Conduire...

...quelque part entre soi et l’autre.

Chaque matin, entre 7 heures et 9 heures pour les plus lève-tard, des centaines de milliers d’hommes et de femmes exécutent le même geste.

À la ville comme à la campagne, quels que soient leur âge, leur profession, la suite de leur journée, viendra ce moment où ils partiront de chez eux, fermeront la porte de la maison (ou de l’appartement) à double tour, descendront au parking (ou dans la rue) et prendront leur voiture. À partir de là, tout est possible…

Il y a ceux qui claquent la portière fort (très fort) et qui, à peine le contact enclenché, mettent le pied au plancher : regardant droit devant, ils foncent, sûrs d’eux – et que ceux qui en doutent s’écartent de leur passage !

Et puis il y a ceux dont la main tremble avant même de glisser la clé dans le contact, ceux qui hésitent, regardent dix fois dans le rétroviseur pour être sûrs d’avoir le droit de passer, qui se recroquevillent au fond de leur habitacle au moindre coup de klaxon – tant pis si c’est l’autre qui est en tort.

Les premiers pourraient tout chambouler sur leur route (et advienne que pourra), les seconds s’écrasent et s’excusent d’exister. Les deux conduites, on le sait, sont aussi dangereuses l’une que l’autre… Mieux vaut, en effet, arriver 5 minutes en retard dans cette vie que 50 ans trop tôt dans une autre. Comme il vaut mieux arriver tout court que de tergiverser toujours – et prendre le risque de voir avancer notre vie sans nous.

Or, entre les deux, se trouve l’immense majorité d’entre nous, ni totalement tout-puissants ni parfaitement effacés. Chacun, en réalité, conduit avec son propre dosage de ce à quoi il pense avoir droit et de ce qu’il pense devoir aux autres. Le droit de mettre la musique à fond, mais le devoir de rouler alors vitres fermées.
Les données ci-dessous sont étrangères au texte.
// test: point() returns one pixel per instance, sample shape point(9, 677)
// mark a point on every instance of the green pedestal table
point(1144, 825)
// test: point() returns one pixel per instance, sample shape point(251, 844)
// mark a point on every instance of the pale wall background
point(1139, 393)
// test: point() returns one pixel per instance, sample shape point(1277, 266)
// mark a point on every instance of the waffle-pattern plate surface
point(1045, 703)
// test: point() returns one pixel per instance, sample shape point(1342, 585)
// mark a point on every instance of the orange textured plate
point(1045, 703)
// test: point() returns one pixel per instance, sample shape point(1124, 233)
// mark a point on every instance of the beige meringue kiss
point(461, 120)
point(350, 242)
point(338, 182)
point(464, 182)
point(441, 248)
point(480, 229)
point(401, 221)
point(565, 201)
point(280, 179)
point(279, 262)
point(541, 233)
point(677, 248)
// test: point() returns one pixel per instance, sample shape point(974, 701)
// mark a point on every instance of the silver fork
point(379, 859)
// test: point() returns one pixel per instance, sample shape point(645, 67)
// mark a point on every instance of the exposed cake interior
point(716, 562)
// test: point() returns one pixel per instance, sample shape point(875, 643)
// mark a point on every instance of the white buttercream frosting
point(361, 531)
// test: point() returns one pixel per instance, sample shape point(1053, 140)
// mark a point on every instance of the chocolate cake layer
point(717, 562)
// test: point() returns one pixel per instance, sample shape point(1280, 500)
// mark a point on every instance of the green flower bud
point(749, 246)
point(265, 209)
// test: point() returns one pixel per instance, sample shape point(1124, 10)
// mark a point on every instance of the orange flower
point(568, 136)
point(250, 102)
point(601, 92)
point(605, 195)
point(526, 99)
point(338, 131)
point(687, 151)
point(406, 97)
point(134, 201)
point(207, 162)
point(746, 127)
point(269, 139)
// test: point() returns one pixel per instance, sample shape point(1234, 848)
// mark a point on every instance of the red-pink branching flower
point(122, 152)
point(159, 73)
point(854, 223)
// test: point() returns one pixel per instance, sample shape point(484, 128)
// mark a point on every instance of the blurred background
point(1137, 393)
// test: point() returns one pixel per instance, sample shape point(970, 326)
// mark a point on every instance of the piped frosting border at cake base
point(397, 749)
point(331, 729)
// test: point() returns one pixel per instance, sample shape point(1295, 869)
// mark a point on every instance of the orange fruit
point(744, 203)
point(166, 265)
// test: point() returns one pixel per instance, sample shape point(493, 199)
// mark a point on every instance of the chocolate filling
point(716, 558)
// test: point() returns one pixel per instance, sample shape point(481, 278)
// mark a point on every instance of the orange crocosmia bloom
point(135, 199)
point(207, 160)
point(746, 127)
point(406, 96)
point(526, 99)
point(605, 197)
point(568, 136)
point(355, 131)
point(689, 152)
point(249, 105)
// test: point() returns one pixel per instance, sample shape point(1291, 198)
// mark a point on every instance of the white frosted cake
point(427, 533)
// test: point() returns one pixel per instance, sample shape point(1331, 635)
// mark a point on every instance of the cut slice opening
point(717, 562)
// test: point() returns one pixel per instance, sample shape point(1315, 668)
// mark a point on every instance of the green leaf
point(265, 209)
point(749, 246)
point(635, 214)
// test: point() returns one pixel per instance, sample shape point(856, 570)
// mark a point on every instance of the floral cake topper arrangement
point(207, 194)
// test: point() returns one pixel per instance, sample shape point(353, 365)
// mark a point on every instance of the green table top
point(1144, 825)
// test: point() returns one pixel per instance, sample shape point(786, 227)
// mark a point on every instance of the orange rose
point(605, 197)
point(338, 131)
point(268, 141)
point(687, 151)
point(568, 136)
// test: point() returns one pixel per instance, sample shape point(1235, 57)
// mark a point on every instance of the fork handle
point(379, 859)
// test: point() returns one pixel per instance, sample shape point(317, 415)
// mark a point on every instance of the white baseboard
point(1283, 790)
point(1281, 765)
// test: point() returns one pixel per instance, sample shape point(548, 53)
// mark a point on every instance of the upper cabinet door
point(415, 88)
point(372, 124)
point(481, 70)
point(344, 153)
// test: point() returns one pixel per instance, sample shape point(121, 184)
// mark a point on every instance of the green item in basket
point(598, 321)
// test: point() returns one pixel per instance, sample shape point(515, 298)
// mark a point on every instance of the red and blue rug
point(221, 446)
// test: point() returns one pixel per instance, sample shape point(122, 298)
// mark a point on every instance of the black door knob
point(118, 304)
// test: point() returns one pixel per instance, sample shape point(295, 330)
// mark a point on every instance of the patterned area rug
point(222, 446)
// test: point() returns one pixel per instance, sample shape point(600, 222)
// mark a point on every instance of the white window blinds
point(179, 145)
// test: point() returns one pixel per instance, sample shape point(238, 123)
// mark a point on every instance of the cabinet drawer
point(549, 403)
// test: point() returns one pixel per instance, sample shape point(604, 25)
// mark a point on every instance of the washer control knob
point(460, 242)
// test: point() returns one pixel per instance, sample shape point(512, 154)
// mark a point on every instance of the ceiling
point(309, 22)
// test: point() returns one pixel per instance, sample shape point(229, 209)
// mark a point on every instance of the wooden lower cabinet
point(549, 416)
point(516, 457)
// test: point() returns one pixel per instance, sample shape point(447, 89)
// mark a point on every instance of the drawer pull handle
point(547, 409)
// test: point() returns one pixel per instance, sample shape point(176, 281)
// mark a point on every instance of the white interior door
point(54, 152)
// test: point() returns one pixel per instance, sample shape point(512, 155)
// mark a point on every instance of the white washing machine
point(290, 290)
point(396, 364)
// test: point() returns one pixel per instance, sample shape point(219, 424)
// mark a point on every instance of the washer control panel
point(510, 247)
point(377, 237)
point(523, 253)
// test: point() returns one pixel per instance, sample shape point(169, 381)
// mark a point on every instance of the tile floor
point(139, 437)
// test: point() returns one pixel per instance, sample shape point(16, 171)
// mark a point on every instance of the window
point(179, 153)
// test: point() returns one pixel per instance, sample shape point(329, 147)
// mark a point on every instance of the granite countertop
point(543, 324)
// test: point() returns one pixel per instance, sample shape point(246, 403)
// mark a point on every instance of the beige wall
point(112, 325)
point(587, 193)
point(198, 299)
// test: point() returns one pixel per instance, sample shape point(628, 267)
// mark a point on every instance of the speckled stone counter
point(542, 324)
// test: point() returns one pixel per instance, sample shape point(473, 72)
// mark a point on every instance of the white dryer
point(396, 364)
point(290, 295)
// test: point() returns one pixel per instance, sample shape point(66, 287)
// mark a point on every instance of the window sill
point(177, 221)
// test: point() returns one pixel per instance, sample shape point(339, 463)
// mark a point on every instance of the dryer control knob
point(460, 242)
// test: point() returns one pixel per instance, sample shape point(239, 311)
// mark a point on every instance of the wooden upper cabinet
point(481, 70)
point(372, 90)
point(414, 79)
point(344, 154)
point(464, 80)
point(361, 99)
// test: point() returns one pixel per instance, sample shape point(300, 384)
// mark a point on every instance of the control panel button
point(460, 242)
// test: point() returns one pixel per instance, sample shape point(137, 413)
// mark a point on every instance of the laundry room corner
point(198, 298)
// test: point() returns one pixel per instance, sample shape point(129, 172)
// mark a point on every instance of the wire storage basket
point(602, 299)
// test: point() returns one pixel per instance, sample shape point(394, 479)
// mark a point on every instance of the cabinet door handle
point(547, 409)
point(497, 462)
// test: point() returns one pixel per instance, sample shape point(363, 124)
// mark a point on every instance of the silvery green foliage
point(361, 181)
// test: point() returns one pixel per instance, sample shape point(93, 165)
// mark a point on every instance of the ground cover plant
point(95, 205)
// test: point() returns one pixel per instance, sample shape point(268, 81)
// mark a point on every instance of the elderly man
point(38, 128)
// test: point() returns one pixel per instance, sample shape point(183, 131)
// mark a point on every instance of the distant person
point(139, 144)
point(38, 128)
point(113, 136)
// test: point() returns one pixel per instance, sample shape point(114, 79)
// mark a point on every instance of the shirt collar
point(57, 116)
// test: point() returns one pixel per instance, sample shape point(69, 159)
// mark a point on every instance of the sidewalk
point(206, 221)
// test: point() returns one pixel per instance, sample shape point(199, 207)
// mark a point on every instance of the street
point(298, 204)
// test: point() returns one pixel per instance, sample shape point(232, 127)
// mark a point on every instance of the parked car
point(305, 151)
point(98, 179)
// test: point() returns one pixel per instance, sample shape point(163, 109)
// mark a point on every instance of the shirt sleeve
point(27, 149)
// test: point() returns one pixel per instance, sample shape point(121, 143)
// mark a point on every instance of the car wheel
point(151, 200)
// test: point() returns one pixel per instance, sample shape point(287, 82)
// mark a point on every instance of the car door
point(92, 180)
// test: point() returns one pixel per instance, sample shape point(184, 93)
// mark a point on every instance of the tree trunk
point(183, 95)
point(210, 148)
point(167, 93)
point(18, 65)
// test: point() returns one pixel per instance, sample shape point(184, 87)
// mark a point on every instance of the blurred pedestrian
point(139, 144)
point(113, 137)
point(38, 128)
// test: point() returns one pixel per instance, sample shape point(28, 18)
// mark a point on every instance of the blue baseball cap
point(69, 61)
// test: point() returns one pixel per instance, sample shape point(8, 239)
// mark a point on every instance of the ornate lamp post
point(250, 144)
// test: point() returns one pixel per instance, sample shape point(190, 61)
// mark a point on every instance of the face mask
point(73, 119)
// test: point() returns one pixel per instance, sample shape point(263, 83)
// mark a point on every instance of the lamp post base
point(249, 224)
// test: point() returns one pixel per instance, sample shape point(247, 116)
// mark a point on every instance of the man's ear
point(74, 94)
Le droit de doubler, mais le devoir de respecter les lignes blanches, etc.

Au fond, au-delà même des strictes questions de conduite, notre relation à l’autre pourrait tenir en une seule question : qui a la priorité ? Lui, elle… ou moi ? Exactement comme pour le Code de la route. Sauf que là où la règle fixe un cadre clair, à l’intérieur de ses limites, c’est à nous de choisir : à quel moment dépasser, quelle route prendre, quelle puissance privilégier…

De la couleur de la carrosserie au type de moteur, conduire, au fond, c’est toujours choisir. C’est donc, toujours, s’affirmer. Mais, à moins de vivre en plein désert (et encore), c’est aussi composer avec l’autre – tous les autres, piétons et automobilistes. Prendre le volant, c’est prendre position… entre soi et l’autre. Toute la difficulté étant de trouver un mi-chemin qui rende le monde vivable pour tous.

Le sacrifice de soi comme la négation de l’autre ne peuvent conduire autre part que dans une voie sans issue. La route appartient à tous. Seul le vivre-ensemble peut la rendre praticable. À vous de trouver votre dosage.